Speeding up force calculations and mutable structs

I put together a simple package to simulate many interacting Brownian particles. I’m trying to speed up the force calculation (for Lennard-Jones). Below is the force calculation using cell lists to find neighbors. The part I want to bring your attention to is towards the end (although the rest of the code could be relevant). If it helps, I could link the package or attach more code. I apologize if this is difficult to follow. I’m not sure what code to link here since it’s all interconnected.

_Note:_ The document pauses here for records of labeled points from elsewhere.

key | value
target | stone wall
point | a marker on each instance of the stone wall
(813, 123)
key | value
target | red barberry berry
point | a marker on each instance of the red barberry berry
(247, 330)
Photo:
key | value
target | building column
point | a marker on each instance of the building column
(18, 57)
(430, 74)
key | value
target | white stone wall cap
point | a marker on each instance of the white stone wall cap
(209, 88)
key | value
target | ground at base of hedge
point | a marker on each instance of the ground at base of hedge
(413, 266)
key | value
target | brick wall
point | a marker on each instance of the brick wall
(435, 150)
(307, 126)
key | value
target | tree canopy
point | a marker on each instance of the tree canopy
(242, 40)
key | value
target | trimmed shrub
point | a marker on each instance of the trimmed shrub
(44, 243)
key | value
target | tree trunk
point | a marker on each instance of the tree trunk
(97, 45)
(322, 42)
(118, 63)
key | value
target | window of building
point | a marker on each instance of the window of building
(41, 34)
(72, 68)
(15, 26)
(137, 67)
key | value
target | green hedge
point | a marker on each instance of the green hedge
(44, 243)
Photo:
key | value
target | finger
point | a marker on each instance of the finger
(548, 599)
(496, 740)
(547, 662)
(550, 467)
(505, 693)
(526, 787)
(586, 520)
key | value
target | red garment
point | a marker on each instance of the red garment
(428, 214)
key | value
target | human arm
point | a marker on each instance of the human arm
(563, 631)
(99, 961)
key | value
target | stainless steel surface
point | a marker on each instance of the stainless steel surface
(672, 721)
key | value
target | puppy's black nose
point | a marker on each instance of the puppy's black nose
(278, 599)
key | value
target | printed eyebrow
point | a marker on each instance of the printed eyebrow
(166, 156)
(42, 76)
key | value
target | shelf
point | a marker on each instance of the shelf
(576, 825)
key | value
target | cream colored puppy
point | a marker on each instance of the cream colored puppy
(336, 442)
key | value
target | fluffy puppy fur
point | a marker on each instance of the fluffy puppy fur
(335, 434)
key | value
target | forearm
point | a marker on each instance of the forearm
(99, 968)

function compute_pair_interaction!(lj::LennardJones; period_x::Float64 = -1.0, period_y::Float64 = -1.0)
    @use_threads lj.multithreaded for particle in lj.particles
        x, y = particle.x, particle.y
        i = trunc(Int64, x / lj.cell_list.cell_spacing_x)
        j = trunc(Int64, y / lj.cell_list.cell_spacing_y)
        @inbounds for di = -1 : 1, dj = -1 : 1
            idi = mod(i + di, lj.cell_list.num_cells_x) + 1
            jdj = mod(j + dj, lj.cell_list.num_cells_y) + 1
            pid = lj.cell_list.start_pid[idi, jdj]
            while pid > 0
                neighbor = lj.cell_list.particles[pid]
                Δx = wrap_displacement(x - neighbor.x; period = period_x)
                Δy = wrap_displacement(y - neighbor.y; period = period_y)
                Δr² = Δx^2 + Δy^2

                σ² = (lj.σ < 0.0 ? particle.R + neighbor.R : lj.σ)^2
                cutoff² = (lj.cutoff < 0.0 ? LJ_CONST * σ² : lj.cutoff^2)
                if 0.0 < Δr² < cutoff²
                    coef = lj_coef(lj.ϵ, σ², Δr²)
                    f_x, f_y = coef * Δx, coef * Δy

                    #THIS PART SEEMS TO BE SLOW
                    particle.f_x += f_x
                    particle.f_y += f_y
                    if lj.use_newton_3rd
                        neighbor.f_x -= f_x
                        neighbor.f_y -= f_y
                pid = lj.cell_list.next_pid[pid]

The chunk of code

particle.f_x += f_x
particle.f_y += f_y
if lj.use_newton_3rd
    neighbor.f_x -= f_x
    neighbor.f_y -= f_y

seems to take up about half the computation time (using @benchmark, the whole function takes about 1 ms). particle and neighbor are a custom type Particle containing all the information for a particle:

mutable struct Particle
    ptype::Symbol # particle type

    x::Float64 # x position
    y::Float64 # y position
    θ::Float64 # orientation

    f_x::Float64 # x force
    f_y::Float64 # y force
    t_θ::Float64 # torque in z

    R::Float64 # particle radius
    γ_trans::Float64 # translational friction
    γ_rot::Float64 # rotational friction
    D_trans::Float64 # translational diffusivity
    D_rot::Float64 # rotational diffusivity

    active_force::Union{AbstractActiveForce, Nothing} # active force/self-propulsion

I did some tests by commenting out different parts of the calculation.

TEST 1: I commented out

particle.f_x += f_x
particle.f_y += f_y

TEST 2: I commented out

if lj.use_newton_3rd
    neighbor.f_x -= f_x
    neighbor.f_y -= f_y

TEST 3: I commented out both chunks.

Note that I have also tested this without multithreading and get similar speed-up. Now, TEST 1 and TEST 2 both give ~1 ms for @benchmark. TEST 3, however, gives ~500 \mu\textrm{s} (half the time) for @benchmark. It seems like they individually don’t contribute a lot to the time but collectively they do. Is this part slow because of my use of mutable structs? There are a few other places where I use a similar struct.field += and those don’t seem to contribute nearly as much time. I know that most other codes store particle positions in an array, so if it comes to it, I’ll probably have to rewrite everything, but for the moment I like the organization of Particle.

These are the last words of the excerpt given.